Find all cycles (or the initial node of each cycle) in a very large directed graph (12m nodes, 6.7m edges)
5 views (last 30 days)
Jared Violo on 9 Aug 2021
Hi if anyone could help me out with this problem I have been stuck for a while and would be really grateful for your help,
I have about 7 million transactions between accounts, where a transaction is a single row that describes who the buyer account and seller account are, and the object that was sold. So an example of one row would be: [B:0x3, S:0x1, O:Object1] or to better understand 0x1 sold Object1 to 0x3
I have concatenated the object to the buyer and seller aka 0x1-Object1 -> 0x3-Object1 (because an account can sell multiple different objects) and created a directed graph from this data to create a history of how all objects have transferred between accounts.

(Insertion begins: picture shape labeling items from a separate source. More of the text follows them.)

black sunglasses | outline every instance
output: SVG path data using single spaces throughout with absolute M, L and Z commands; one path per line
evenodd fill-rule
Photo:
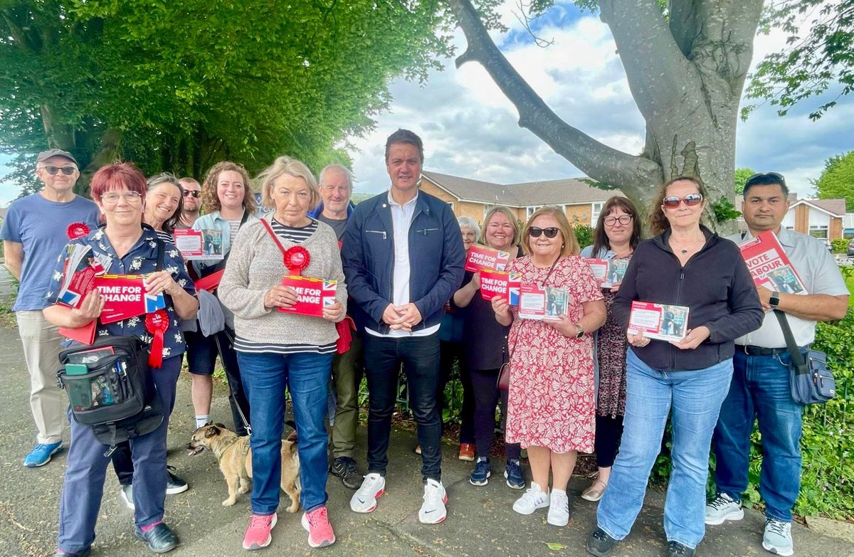
M 51 176 L 56 176 L 59 171 L 62 171 L 62 173 L 66 176 L 71 176 L 77 170 L 74 167 L 42 167 L 44 172 L 50 174 Z
M 546 237 L 554 237 L 560 232 L 559 228 L 551 226 L 549 228 L 540 228 L 538 226 L 531 226 L 530 233 L 531 237 L 540 237 L 541 234 L 545 234 Z
M 685 202 L 686 207 L 694 207 L 699 205 L 703 202 L 703 196 L 699 193 L 689 193 L 684 197 L 677 197 L 676 196 L 672 196 L 670 197 L 664 197 L 662 200 L 662 204 L 668 208 L 676 208 L 679 207 L 679 203 Z

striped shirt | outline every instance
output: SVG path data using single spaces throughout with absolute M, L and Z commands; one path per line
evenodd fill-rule
M 318 222 L 312 220 L 310 223 L 301 227 L 286 226 L 275 219 L 272 222 L 272 232 L 283 240 L 302 243 L 317 232 Z M 295 354 L 297 352 L 313 352 L 316 354 L 335 354 L 336 343 L 329 344 L 278 344 L 277 343 L 256 343 L 237 337 L 234 341 L 234 349 L 238 352 L 250 354 Z

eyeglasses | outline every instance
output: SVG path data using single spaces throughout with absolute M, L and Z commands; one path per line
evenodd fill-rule
M 613 226 L 617 222 L 621 225 L 628 225 L 632 221 L 632 215 L 630 214 L 621 214 L 618 217 L 605 217 L 605 224 L 606 226 Z
M 77 171 L 77 168 L 74 167 L 42 167 L 42 170 L 51 176 L 56 176 L 61 170 L 66 176 L 71 176 Z
M 546 237 L 554 237 L 560 232 L 559 228 L 555 226 L 551 226 L 549 228 L 539 228 L 538 226 L 531 226 L 530 233 L 531 237 L 540 237 L 541 234 L 545 234 Z
M 686 207 L 695 207 L 703 202 L 703 196 L 699 193 L 689 193 L 684 197 L 673 196 L 671 197 L 664 197 L 661 202 L 668 208 L 676 208 L 679 207 L 679 203 L 682 202 L 685 202 Z
M 760 172 L 753 174 L 745 181 L 745 187 L 750 185 L 771 185 L 781 184 L 786 185 L 786 179 L 776 172 Z
M 135 203 L 142 199 L 142 196 L 139 195 L 138 191 L 125 191 L 124 193 L 108 191 L 101 196 L 101 201 L 105 203 L 116 203 L 119 202 L 119 197 L 124 197 L 125 201 L 129 203 Z

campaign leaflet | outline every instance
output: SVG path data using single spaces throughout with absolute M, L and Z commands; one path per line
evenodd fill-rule
M 185 261 L 220 260 L 225 257 L 222 249 L 222 231 L 176 228 L 173 232 L 175 247 Z
M 608 274 L 605 276 L 605 282 L 602 283 L 602 288 L 611 288 L 614 284 L 622 283 L 628 268 L 628 259 L 609 259 Z
M 279 308 L 280 312 L 323 317 L 323 308 L 336 302 L 338 281 L 288 274 L 282 277 L 282 286 L 296 290 L 297 302 L 293 308 Z
M 776 292 L 807 294 L 806 287 L 772 231 L 739 244 L 753 282 Z
M 521 273 L 483 269 L 480 272 L 481 297 L 488 302 L 496 297 L 504 298 L 511 306 L 518 306 L 521 279 Z
M 629 332 L 643 331 L 646 338 L 681 340 L 688 330 L 688 308 L 651 302 L 632 302 Z
M 519 286 L 519 317 L 524 320 L 560 319 L 566 314 L 570 293 L 563 288 L 537 284 Z
M 509 252 L 476 243 L 469 249 L 469 257 L 465 260 L 465 270 L 470 273 L 477 273 L 481 269 L 504 271 L 508 262 L 510 262 Z
M 71 308 L 79 308 L 84 296 L 95 288 L 95 277 L 103 273 L 104 268 L 87 245 L 71 243 L 67 251 L 56 300 Z
M 145 292 L 143 279 L 138 274 L 104 274 L 96 278 L 95 287 L 104 299 L 102 323 L 114 323 L 166 308 L 162 294 Z

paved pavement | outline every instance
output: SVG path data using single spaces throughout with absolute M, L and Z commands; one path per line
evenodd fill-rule
M 35 470 L 21 466 L 32 443 L 32 419 L 27 403 L 26 372 L 22 362 L 16 331 L 0 325 L 0 554 L 15 557 L 52 555 L 56 538 L 57 501 L 61 487 L 65 454 Z M 175 557 L 225 557 L 243 554 L 241 548 L 248 524 L 249 505 L 246 496 L 230 508 L 221 506 L 225 485 L 210 453 L 188 456 L 184 447 L 193 428 L 190 382 L 182 377 L 178 402 L 169 431 L 170 463 L 190 484 L 189 491 L 167 501 L 166 519 L 178 532 L 181 545 Z M 225 420 L 231 414 L 225 392 L 218 392 L 213 415 Z M 360 433 L 360 454 L 364 454 L 365 429 Z M 510 555 L 584 555 L 584 540 L 595 523 L 595 504 L 581 499 L 586 480 L 573 478 L 570 485 L 570 524 L 555 528 L 546 524 L 546 513 L 538 511 L 524 517 L 511 509 L 519 492 L 508 489 L 496 473 L 489 484 L 476 488 L 468 481 L 471 464 L 454 457 L 447 446 L 443 481 L 448 492 L 447 519 L 436 525 L 418 521 L 421 503 L 420 462 L 412 453 L 412 431 L 393 433 L 387 492 L 377 510 L 357 514 L 349 510 L 352 491 L 336 478 L 328 484 L 330 517 L 337 542 L 322 550 L 310 549 L 299 514 L 282 513 L 273 530 L 272 544 L 260 554 L 348 555 L 395 557 L 503 557 Z M 364 457 L 359 460 L 364 462 Z M 500 466 L 494 464 L 496 470 Z M 527 472 L 527 471 L 526 471 Z M 284 498 L 287 495 L 283 494 Z M 665 540 L 661 519 L 664 494 L 651 490 L 631 535 L 613 553 L 615 557 L 661 555 Z M 93 555 L 148 556 L 150 552 L 132 534 L 132 513 L 119 497 L 118 482 L 108 474 L 97 539 Z M 745 519 L 709 529 L 699 554 L 715 557 L 768 555 L 761 546 L 763 517 L 752 511 Z M 796 555 L 826 557 L 854 555 L 854 545 L 826 537 L 800 526 L 794 528 Z

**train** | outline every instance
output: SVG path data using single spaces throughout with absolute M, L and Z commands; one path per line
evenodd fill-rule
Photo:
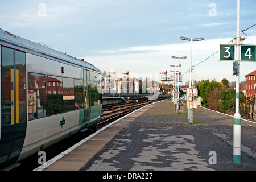
M 78 132 L 102 108 L 95 66 L 0 28 L 0 169 Z

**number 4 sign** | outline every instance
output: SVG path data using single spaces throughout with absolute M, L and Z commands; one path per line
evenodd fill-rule
M 241 45 L 241 61 L 256 61 L 255 46 Z M 220 61 L 235 60 L 235 46 L 220 44 Z
M 255 46 L 241 45 L 241 61 L 256 61 L 256 53 Z

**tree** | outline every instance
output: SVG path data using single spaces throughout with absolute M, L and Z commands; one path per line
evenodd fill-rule
M 223 84 L 223 85 L 226 86 L 227 88 L 229 88 L 229 81 L 226 78 L 223 78 L 221 80 L 221 82 Z

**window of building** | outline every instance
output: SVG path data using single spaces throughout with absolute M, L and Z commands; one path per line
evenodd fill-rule
M 83 81 L 75 80 L 75 109 L 84 108 Z
M 74 79 L 63 78 L 63 111 L 75 110 Z
M 63 93 L 62 86 L 57 85 L 62 85 L 62 77 L 48 76 L 48 81 L 51 85 L 48 87 L 49 114 L 60 113 L 63 111 Z
M 48 115 L 47 75 L 28 73 L 28 119 L 39 118 Z

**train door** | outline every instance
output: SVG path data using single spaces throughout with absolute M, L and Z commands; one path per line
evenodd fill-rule
M 81 127 L 82 130 L 86 126 L 89 121 L 90 113 L 89 92 L 90 92 L 90 80 L 89 71 L 84 69 L 84 121 Z
M 1 47 L 0 167 L 14 163 L 26 128 L 26 53 Z

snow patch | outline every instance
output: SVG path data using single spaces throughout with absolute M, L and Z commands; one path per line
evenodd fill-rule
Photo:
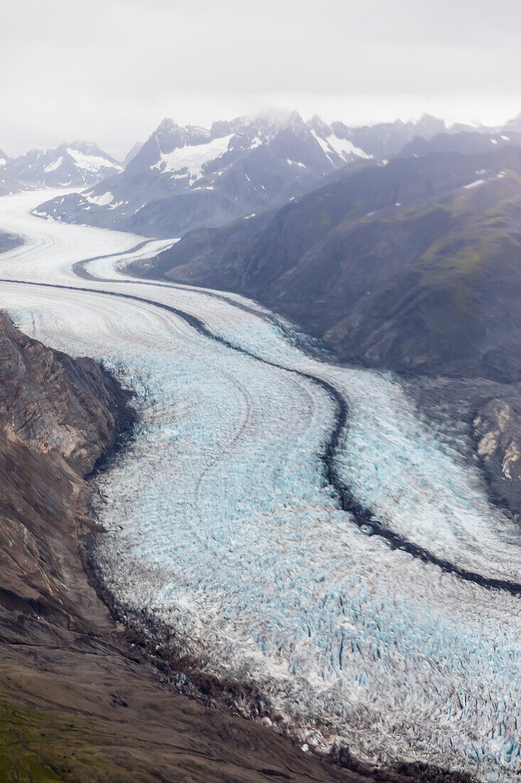
M 203 166 L 228 151 L 234 135 L 235 134 L 230 133 L 220 139 L 213 139 L 206 144 L 185 144 L 183 147 L 176 147 L 171 152 L 161 153 L 160 160 L 150 166 L 150 168 L 157 169 L 162 174 L 171 171 L 178 173 L 187 169 L 191 179 L 199 179 L 203 175 Z

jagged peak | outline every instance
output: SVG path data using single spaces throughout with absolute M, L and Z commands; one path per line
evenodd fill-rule
M 331 133 L 329 125 L 324 122 L 318 114 L 314 114 L 307 124 L 311 131 L 314 131 L 319 136 L 329 136 Z

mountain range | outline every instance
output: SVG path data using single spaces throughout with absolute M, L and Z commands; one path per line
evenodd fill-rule
M 81 194 L 53 200 L 38 214 L 66 222 L 181 236 L 282 204 L 347 164 L 393 154 L 443 121 L 350 128 L 296 112 L 238 117 L 210 129 L 163 120 L 124 171 Z
M 121 171 L 113 157 L 89 142 L 30 150 L 16 158 L 0 150 L 0 195 L 31 187 L 86 187 Z

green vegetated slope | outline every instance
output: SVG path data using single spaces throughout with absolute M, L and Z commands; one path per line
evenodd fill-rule
M 515 147 L 347 169 L 274 213 L 187 234 L 153 273 L 253 296 L 341 360 L 517 380 L 520 175 Z

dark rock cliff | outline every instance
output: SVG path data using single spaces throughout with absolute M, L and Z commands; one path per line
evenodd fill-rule
M 82 476 L 125 402 L 94 362 L 0 314 L 0 780 L 368 780 L 177 694 L 89 584 Z

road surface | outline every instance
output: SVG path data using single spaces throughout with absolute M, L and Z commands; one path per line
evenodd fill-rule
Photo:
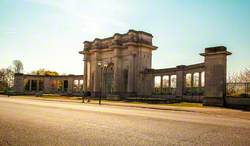
M 250 145 L 250 120 L 0 97 L 0 145 Z

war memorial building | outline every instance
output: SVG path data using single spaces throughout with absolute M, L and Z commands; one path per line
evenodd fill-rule
M 223 104 L 227 55 L 231 54 L 226 47 L 205 48 L 200 54 L 204 57 L 202 63 L 153 69 L 152 51 L 157 47 L 152 44 L 152 39 L 150 33 L 129 30 L 125 34 L 116 33 L 109 38 L 85 41 L 83 51 L 79 52 L 84 58 L 83 92 L 90 91 L 92 96 L 107 98 L 178 97 L 203 101 L 207 105 Z M 17 93 L 24 92 L 24 82 L 28 77 L 23 74 L 15 76 Z M 30 80 L 35 78 L 38 77 L 32 76 Z M 65 81 L 68 79 L 70 82 Z M 74 76 L 61 81 L 64 85 L 67 82 L 67 88 L 60 91 L 73 93 Z M 47 87 L 51 83 L 36 84 L 43 87 L 41 90 L 50 92 Z

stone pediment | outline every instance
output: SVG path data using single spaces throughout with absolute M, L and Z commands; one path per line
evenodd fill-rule
M 152 46 L 153 35 L 143 31 L 129 30 L 125 34 L 116 33 L 112 37 L 84 42 L 84 51 L 107 49 L 110 46 L 125 46 L 128 43 Z M 154 47 L 155 48 L 155 47 Z

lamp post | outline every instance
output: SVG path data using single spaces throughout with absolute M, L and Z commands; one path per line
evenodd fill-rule
M 102 61 L 98 61 L 97 62 L 97 65 L 100 67 L 101 69 L 101 80 L 100 80 L 100 95 L 99 95 L 99 105 L 101 105 L 101 102 L 102 102 L 102 80 L 103 80 L 103 70 L 108 66 L 108 64 L 106 62 L 102 62 Z

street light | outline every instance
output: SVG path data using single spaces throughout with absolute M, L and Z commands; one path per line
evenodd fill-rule
M 108 64 L 106 62 L 102 62 L 102 61 L 98 61 L 97 65 L 100 67 L 101 69 L 101 81 L 100 81 L 100 96 L 99 96 L 99 104 L 101 105 L 101 101 L 102 101 L 102 75 L 103 75 L 103 70 L 104 68 L 108 67 Z

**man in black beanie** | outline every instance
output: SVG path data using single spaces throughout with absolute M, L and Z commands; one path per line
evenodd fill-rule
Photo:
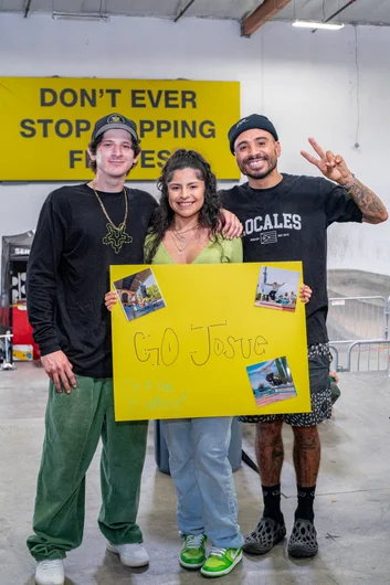
M 317 424 L 331 415 L 326 228 L 333 222 L 381 223 L 388 213 L 379 198 L 354 177 L 342 157 L 325 152 L 313 138 L 309 143 L 318 158 L 305 151 L 302 155 L 326 179 L 278 172 L 281 145 L 274 125 L 265 116 L 252 114 L 242 118 L 228 136 L 231 152 L 247 177 L 246 183 L 222 192 L 223 206 L 244 225 L 244 262 L 302 260 L 304 281 L 313 289 L 306 305 L 312 412 L 240 417 L 256 423 L 255 447 L 264 499 L 263 518 L 243 549 L 264 554 L 286 534 L 281 511 L 282 425 L 286 422 L 294 432 L 298 499 L 288 553 L 309 557 L 318 550 L 313 511 L 320 457 Z

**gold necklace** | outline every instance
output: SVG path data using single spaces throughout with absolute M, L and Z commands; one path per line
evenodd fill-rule
M 133 242 L 133 236 L 126 234 L 126 222 L 127 222 L 127 214 L 128 214 L 128 201 L 127 201 L 126 189 L 124 187 L 124 191 L 123 191 L 124 198 L 125 198 L 125 217 L 124 217 L 124 221 L 119 223 L 118 226 L 116 226 L 113 220 L 109 217 L 106 211 L 106 208 L 104 206 L 103 201 L 97 194 L 93 184 L 92 184 L 92 190 L 95 193 L 96 199 L 101 204 L 104 215 L 108 220 L 108 223 L 106 224 L 108 233 L 102 238 L 102 242 L 106 246 L 112 246 L 114 248 L 115 254 L 119 254 L 122 246 L 124 244 L 131 244 Z
M 177 251 L 178 251 L 179 256 L 181 256 L 181 254 L 185 252 L 185 249 L 186 249 L 187 246 L 189 245 L 189 242 L 187 242 L 187 244 L 185 244 L 183 247 L 180 247 L 179 244 L 177 243 L 177 241 L 175 240 L 175 234 L 173 234 L 173 232 L 169 232 L 169 233 L 170 233 L 170 237 L 171 237 L 171 240 L 172 240 L 172 242 L 173 242 L 173 244 L 175 244 L 175 246 L 176 246 L 176 248 L 177 248 Z M 185 241 L 185 242 L 186 242 L 186 241 Z

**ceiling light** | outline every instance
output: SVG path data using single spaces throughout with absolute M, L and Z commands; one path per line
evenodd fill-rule
M 54 20 L 101 20 L 106 22 L 108 20 L 107 14 L 83 14 L 82 12 L 53 12 Z
M 326 29 L 328 31 L 339 31 L 340 29 L 344 29 L 342 22 L 316 22 L 309 20 L 295 20 L 292 22 L 292 25 L 302 29 Z

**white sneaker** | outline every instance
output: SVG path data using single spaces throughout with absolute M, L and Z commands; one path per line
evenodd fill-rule
M 107 541 L 107 551 L 119 555 L 126 566 L 144 566 L 149 564 L 149 555 L 143 544 L 117 544 Z
M 65 571 L 62 559 L 40 561 L 35 571 L 36 585 L 64 585 Z

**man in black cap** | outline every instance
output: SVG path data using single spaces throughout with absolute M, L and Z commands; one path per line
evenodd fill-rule
M 136 523 L 147 422 L 115 423 L 109 312 L 112 264 L 143 264 L 155 199 L 125 187 L 140 146 L 136 124 L 99 119 L 89 143 L 95 178 L 62 187 L 43 204 L 28 270 L 28 310 L 51 379 L 45 440 L 28 546 L 35 583 L 62 585 L 63 559 L 80 546 L 85 474 L 99 438 L 102 509 L 107 549 L 128 566 L 149 562 Z
M 229 142 L 241 172 L 247 177 L 243 185 L 222 193 L 224 208 L 244 225 L 244 262 L 302 260 L 304 281 L 313 289 L 312 300 L 306 305 L 312 413 L 240 417 L 257 423 L 256 457 L 264 499 L 263 518 L 243 549 L 264 554 L 286 534 L 281 511 L 285 421 L 294 432 L 298 499 L 288 553 L 308 557 L 318 550 L 313 511 L 320 456 L 317 424 L 331 415 L 326 228 L 333 222 L 381 223 L 388 213 L 379 198 L 354 177 L 342 157 L 325 152 L 313 138 L 309 143 L 318 158 L 305 151 L 302 155 L 330 181 L 281 174 L 278 136 L 265 116 L 252 114 L 239 120 L 229 131 Z

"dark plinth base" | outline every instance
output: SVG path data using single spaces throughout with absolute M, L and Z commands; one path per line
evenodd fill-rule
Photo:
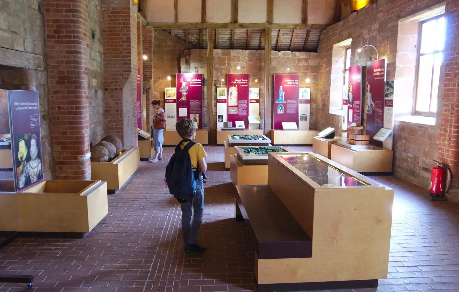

I want a list of all the accounts where an object has returned back to the account it originally sold from, so for example:
If I had the transactions such that: Account1-Object1 -> Account2-Object1 -> Account1-Object1 then the output should be: Account1-Object1
because the asset eventually cycled back to Account1.
Current Non-Feasible Solution:
this is interpreted as: 0xc sold Object1 to 0x5, 0x5 sold Object2 to 0xc, 0xc sold Object3 to 0x0, 0x5 sold Object5 to 0x0, etc
My code so far:
%concatenate Object to buyer and seller
sales.BuyerAndObject = strcat(string(sales.Buyer),"-",string(sales.Object));
buyer = transpose(sales.BuyerAndObject);
seller = transpose(sales.SellerAndObject);
%Directed Graph: Seller -> Buyer
G = digraph(seller,buyer);
%I have then been trying to use allcycles(G) to find all the cycles,
cycles = allcycles(G)
then return the first node of each cycle, but the data is too massive as I have about 12 Million nodes and 6.7 MIllion edges and the time to completion is beyond reasonable. I am not great at graph theory and at a loss for how to go about what I need to do, and any help is greatly apreciated.
Christine Tobler on 9 Aug 2021
Edited: Christine Tobler on 9 Aug 2021
Have you tried using 'MaxNumCycles' to only compute the first 100 / 1000 / 1e4 cycles? That could give some indication if it's computing each cycle that's slower than acceptable for your problem, or if there are just very many cycles.
It might also be worthwhile to take a look at some of these cycles, to make sure they are all legitimate results (that is, perhaps you're seeing several cycles that can be recombined in different ways, which could cause there to be many more cycles returned than you'd expect).